PRINCETON, N.J., April 14 /PRNewswire-FirstCall/ -- Bristol-Myers Squibb Company (NYSE: BMY - News) today announced new results of the BARACLUDE® (entecavir) resistance monitoring program, which found a continued low incidence of resistance in studies of nucleoside-naive chronic hepatitis B patients through four years of treatment (n=663). In the three nucleoside- naive studies analyzed, two patients, or less than one percent, experienced virologic breakthrough due to BARACLUDE resistance through the third year, and no additional patients developed resistance in the fourth year. In lamivudine- refractory patients, virologic breakthrough due to BARACLUDE resistance occurred in 15 percent (n=8/53) of patients during year four. The study results were presented today at the 42nd Annual Meeting of the European Association for the Study of Liver Diseases (EASL) in Barcelona, Spain.

Drug resistance occurs when a virus mutates to avoid the effects of the medication. This can make treatment of hepatitis B challenging, because it can decrease the efficacy of the current medication and may compromise future treatment options. To date, studies have shown that multiple mutations are required to develop BARACLUDE resistance.

"The low incidence of resistance seen in nucleoside-naive patients through four years of treatment reflects BARACLUDE's high barrier to resistance in this patient population," said Richard Colonno, Ph.D., vice president for virology drug discovery at Bristol-Myers Squibb.

About the Analysis
More than 700 patients across six studies initiated therapy on BARACLUDE® (entecavir) and were monitored for treatment response and resistance.

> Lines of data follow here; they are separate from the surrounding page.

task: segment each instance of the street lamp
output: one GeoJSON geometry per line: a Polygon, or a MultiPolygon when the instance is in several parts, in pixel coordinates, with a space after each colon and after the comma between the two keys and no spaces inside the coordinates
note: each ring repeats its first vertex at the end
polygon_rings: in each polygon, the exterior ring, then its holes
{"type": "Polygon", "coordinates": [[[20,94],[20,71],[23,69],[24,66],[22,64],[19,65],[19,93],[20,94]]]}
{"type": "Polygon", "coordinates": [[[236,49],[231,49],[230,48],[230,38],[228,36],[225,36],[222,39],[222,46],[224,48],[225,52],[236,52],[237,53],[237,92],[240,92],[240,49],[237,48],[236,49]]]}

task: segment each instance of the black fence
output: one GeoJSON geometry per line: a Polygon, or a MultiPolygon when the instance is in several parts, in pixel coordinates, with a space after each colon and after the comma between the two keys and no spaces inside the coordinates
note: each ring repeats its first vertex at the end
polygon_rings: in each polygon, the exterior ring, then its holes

The year four analysis evaluated those patients who received treatment with BARACLUDE during the fourth year (n=120 for patients in nucleoside-naive studies and n=53 for patients in lamivudine-refractory studies). In this comprehensive analysis, all patients enrolled in Bristol-Myers Squibb clinical trials ETV-014, -015, -022, -027, -026 and -901 who experienced a virologic breakthrough (greater than or equal to one log increase in HBV DNA from nadir as measured by a common assay - polymerase chain reaction or PCR), or whose virus had not yet reached undetectable levels - a measurement of the levels of hepatitis B virus in the blood (HBV DNA levels >300 copies/mL by PCR assay) at weeks 48, 96, 144, 192 or end of dosing were sequenced to determine if any changes occurred in the genetic code of the virus that would result in resistance or loss of effectiveness of BARACLUDE.

Viral load reduction in chronic hepatitis B patients treated with BARACLUDE in nucleoside-naive and lamivudine-refractory studies was also evaluated.

Data Results
The incidence of BARACLUDE resistance in patients in nucleoside-naive studies over time is low, with less than one percent of patients experiencing virologic breakthrough due to BARACLUDE resistance through four years.


-- Virologic breakthrough due to BARACLUDE resistance (rtS202G) occurred in one patient out of 663 treated during the first year, who had lamivudine resistance (rtM204I) at the time of study entry and was initiated on 0.5 mg.
-- No additional virologic breakthroughs due to BARACLUDE resistance were observed during the second year of treatment. One patient was identified with emerging BARACLUDE resistance without virologic breakthrough in year two; this patient did not continue into year three.
-- Virologic breakthrough due to BARACLUDE® (entecavir) resistance occurred in one additional patient out of 149 treated during the third year of treatment.
-- No additional virologic breakthroughs due to BARACLUDE resistance were observed during the fourth year of treatment.

The emergence of resistance increased over four years in patients in lamivudine-refractory studies.

-- Virologic breakthrough due to resistance occurred in one percent (2/187) of patients during the first year of treatment.
-- Virologic breakthrough due to BARACLUDE resistance occurred in an additional ten percent (14/146) of patients during the second year of treatment.
-- Virologic breakthrough due to BARACLUDE resistance occurred in an additional 16 percent (13/80) of patients during the third year.
-- Virologic breakthrough due to BARACLUDE resistance occurred in an additional 15 percent (8/53) of patients during the fourth year.
-- The results in these patients in years one through four were consistent with the finding that the pre-existence of lamivudine-resistant substitutions resulted in an increase in the emergence of BARACLUDE resistance.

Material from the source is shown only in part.